With the expectation of multiple Observability data providers and the need to consolidate all to a single common schema - the Observability plugin will take the following responsibilities :

 - Define and create all the signals **index templates** upon loading 
 - Publish a versioned schema file (Json Schema) for each signal type for general validation usage by any 3rd party

## Observability Ingestion pipeline
The responsibility on an **Observability-ingestion-pipeline** is to create the actual `data_stream` in which it is expecting to ingest into.

This `data_stream` will use one of the Observability ready-made index templates (Metrics,Traces and Logs) and conform with the above naming pattern (`sso_{type}`-`{dataset}`-`{namespace}`)

**If the ingesting party has a need to update the template default index setting (shards, replicas ) it may do so before the actual creation of the data_stream.**  

## Observability Signals Correlation

In order to be able to correlate information across different signal (represented in different indices) we introduced the notion of correlation into the schema.
This information is represented explicitly in both the declarative schema file (for example [`logs.schema`](../../../schema/observability/logs/logs.schema)) and the physical mapping file ([`logs.mapping`](../../../schema/observability/logs/logs.mapping))

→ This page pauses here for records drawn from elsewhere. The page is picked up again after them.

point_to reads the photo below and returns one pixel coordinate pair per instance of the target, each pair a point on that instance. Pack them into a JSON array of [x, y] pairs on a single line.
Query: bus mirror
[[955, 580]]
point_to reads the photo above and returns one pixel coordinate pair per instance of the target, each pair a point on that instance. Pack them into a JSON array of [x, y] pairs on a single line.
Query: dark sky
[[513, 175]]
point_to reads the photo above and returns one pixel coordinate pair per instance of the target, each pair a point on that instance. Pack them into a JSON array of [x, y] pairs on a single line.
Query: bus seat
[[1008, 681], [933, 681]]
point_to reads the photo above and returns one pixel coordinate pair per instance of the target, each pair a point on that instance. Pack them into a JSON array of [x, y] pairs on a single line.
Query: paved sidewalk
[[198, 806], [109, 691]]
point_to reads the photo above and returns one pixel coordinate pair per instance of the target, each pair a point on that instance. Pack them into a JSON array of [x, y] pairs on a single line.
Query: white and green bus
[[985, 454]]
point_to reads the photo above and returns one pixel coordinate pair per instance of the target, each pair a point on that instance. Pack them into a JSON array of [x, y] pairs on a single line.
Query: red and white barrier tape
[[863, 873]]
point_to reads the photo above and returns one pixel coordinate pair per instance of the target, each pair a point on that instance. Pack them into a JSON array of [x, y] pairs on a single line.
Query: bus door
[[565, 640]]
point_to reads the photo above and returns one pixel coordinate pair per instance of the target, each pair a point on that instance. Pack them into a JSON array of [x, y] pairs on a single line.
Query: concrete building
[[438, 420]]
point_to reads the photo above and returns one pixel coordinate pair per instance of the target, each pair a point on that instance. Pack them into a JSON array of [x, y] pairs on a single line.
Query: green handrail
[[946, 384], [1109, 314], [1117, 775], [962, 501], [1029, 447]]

This information will enable the knowledge to be projected and allow for analytic engine to produce a join query that will take advantage of these relationships.
The correlation metadata info is exported in the following way:

### Schema related
In JSON Schema, there is no built-in way to represent relationships directly between multiple schemas, like you would find in a relational database. However, you can establish relationships indirectly by using a combination of `$id`, `$ref`, and consistent property naming across your schemas.
For example the [`logs.schema`](../../../schema/observability/logs/logs.schema) file contains the next `$ref` references for the `traceId` & `spanId` fields that belong to the [`traces.schema`](../../../schema/observability/traces/tracegroups.schema).

```json5
  ...
    "traceId": {
      "$ref": "https://opensearch.org/schemas/observability/Span#/properties/traceId"
    },
    "spanId": {
      "$ref": "https://opensearch.org/schemas/observability/Span#/properties/spanId"
    },
  ...
```

We can observe that the `traceId` field is defined by referencing to the [Span](../../../schema/observability/traces/tracegroups.schema) schema and explicitly to the `#/properties/spanId` field reference location.

### Mapping related
Each mapping template will contain the foreign schemas that are referenced to in that specific mapping file. For example the [`logs.mapping`](../../../schema/observability/logs/logs.mapping) file will contain the next correlation object in the mapping `_meta` section:

```json5
      "_meta": {
        "description": "Simple Schema For Observability",
        "catalog": "observability",
        "type": "logs",
        "correlations": [
          {
            "field": "spanId",
            "foreign-schema": "traces",
            "foreign-field": "spanId"
          },
          {
           "field": "traceId",
            "foreign-schema": "traces",
            "foreign-field": "traceId"
           }
          ]
        }

```

Each `correlations` field contains the F.K (foreign-key) field name - `spanId` , the referenced schema - `traces` and the source field name in that schema `spanId`

This information can be used to generate the correct join queries on a contextual basis. 

### Note
It is important to mention that these new capabilities would not change or prevent existing customer usage of the system and continue to allow proprietary usage.